| |
Oswald
Registered: Apr 2002 Posts: 5086 |
Sorting
are sorters really so slow in games? :) I have made my unrolled version for my theoretical game (;), and it takes 132 rlines to sort 32 numbers o_O worst case is ~200 lines. tho when its the case of 4 numbers have to be swapped only it does the job in ~10 lines. wastes a lot of memory but I like it :) |
|
... 193 posts hidden. Click here to view all posts.... |
| |
mhindsbo
Registered: Dec 2014 Posts: 51 |
I know I'm late to the thread and apologies if I repeat what others have said. I spent a long time optimizing the sort for AAII (probably too long, but it is a nostalgic hobby after all). Couple of comments on that basis
- I found using an insertion sort was faster than bubble; much faster and for several reasons
- When you reuse the sorting order from frame to frame you are almost never worst case and it is pretty quick to change the order of only a couple of (neighboring) elements
- You can help it by e.g. only introducing 1 new object per frame. So rather than e.g. 10 objects in a formation coming in at once, spread them over 10 frames. Helps in general w performance as well (not instantiating 10 new objects in one frame)
- You have to optimize equally for the implementation in 6502 machine code. Some algorithms are theoretically faster, but with only 3 registers you might end up doing a lot of temp storing that kills the theory. On modern processors that is of course different
- We are working with small numbers (relative to general sorting). The algorithm for thousands of elements would be different
- In terms of the player I check specially for that sprite to see that a physical one is free. If not I override the most previous free one. Better to have an enemy or bullet flicker than the player
- As Oswald hits on the IRQ's are equally important. They take up about as long as the sort (rough order magnitude). So as always there are tradeoffs
I'll dig out my performance stats when I get home from work and can also share code if that is helpful. |
| |
Bezerk Account closed
Registered: Mar 2020 Posts: 5 |
I enjoyed reading through this thread but in the end it wasn't clear to me which sorting algorithm was the fastest (while using a reasonable amount of memory).
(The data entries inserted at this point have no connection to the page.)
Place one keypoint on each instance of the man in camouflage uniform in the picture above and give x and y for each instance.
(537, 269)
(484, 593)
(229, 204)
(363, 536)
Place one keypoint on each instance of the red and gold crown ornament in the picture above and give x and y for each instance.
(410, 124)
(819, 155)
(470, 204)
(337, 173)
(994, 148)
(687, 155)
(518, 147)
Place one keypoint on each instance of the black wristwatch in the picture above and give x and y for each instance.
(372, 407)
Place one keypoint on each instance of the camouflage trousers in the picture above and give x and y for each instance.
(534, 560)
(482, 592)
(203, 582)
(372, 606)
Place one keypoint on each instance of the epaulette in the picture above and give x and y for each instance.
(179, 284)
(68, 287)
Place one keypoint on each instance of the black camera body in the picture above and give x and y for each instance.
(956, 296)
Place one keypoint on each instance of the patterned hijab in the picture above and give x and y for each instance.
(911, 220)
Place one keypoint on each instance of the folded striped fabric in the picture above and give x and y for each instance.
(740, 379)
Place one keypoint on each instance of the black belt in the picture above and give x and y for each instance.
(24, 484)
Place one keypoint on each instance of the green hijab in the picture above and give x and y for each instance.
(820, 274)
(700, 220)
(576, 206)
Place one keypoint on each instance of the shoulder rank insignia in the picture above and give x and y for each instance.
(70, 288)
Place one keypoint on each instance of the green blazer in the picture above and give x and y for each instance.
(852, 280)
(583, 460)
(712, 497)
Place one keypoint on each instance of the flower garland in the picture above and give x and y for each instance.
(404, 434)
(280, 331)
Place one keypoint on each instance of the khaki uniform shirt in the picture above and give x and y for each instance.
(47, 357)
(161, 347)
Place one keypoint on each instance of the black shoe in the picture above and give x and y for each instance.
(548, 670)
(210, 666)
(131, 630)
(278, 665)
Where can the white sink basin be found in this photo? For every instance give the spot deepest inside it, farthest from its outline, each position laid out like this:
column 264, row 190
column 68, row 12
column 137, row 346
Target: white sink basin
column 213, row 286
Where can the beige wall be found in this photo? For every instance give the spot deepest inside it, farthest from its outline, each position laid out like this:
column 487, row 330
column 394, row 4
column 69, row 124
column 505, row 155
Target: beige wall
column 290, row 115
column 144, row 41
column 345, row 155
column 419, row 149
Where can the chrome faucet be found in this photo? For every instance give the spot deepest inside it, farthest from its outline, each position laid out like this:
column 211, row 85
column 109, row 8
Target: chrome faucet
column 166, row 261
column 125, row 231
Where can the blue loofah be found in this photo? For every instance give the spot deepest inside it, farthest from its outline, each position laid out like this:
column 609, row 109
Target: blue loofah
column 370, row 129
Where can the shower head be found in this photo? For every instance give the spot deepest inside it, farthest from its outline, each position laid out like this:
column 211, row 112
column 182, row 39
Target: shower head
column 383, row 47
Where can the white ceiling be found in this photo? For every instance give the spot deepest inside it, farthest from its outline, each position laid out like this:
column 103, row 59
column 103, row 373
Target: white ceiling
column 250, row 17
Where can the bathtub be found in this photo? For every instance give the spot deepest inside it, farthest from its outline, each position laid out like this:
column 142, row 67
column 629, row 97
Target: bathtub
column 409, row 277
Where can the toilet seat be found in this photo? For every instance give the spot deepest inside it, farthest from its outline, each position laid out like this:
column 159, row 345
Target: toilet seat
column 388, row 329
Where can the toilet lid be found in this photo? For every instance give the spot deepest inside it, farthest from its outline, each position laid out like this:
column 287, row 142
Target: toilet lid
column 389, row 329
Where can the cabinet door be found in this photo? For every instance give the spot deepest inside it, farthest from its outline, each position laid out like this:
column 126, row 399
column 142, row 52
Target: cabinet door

Field Sort by Lft (post #120) seemed the fastest and it was also well described at Field Sort
Still, people kept referring to Radix Sort by Doynax (post #31) as the fastest. It wasn't obvious how to compare the posted Radix Sort implementation to Field Sort because it didn't explicitly output the resulting actor order and also didn't state the allowed range of y-positions.
Field Sort outputs the resulting actor order to the stack and the valid range of y-positions is 0-219.
To compare Radix Sort to Field Sort I decided to implement Radix Sort (inspired by the code posted by Doynax) and optimize it as much as I could.
The resulting Radix Sort implementation outputs the sorted actors to the stack and handles y-positions in the range 0-223.
The result?
Field Sort: Worst case performance of 2208 cycles using "< 2K" of memory.
Radix Sort: Worst case performance of 2044 cycles using 1248 bytes for the code and 62 bytes of zeropage (in addition to the y-positions).
Here's my Radix Sort implementation (in Kick Assembler format):
// Radix sort of 32 "actors" based on their y-positions [0,223] in ascending order
//
// Worst case execution time: 2044 cycles
//
// 1248 bytes of code
// 62 bytes of zeropage (in addition to y-positions)
// * = $xx85 for no branch page boundary crossings
.const NUM_SPRITES = 32
.const NUM_LSD_BUCKETS = 16
.const NUM_MSD_BUCKETS = 14
// Init
// Constant 92 cycles
lda #$ff // 2 cycles
.for (var i = 0; i < NUM_LSD_BUCKETS; i++)
sta lsd_buckets + i // 3
.for (var i = 0; i < NUM_MSD_BUCKETS; i++)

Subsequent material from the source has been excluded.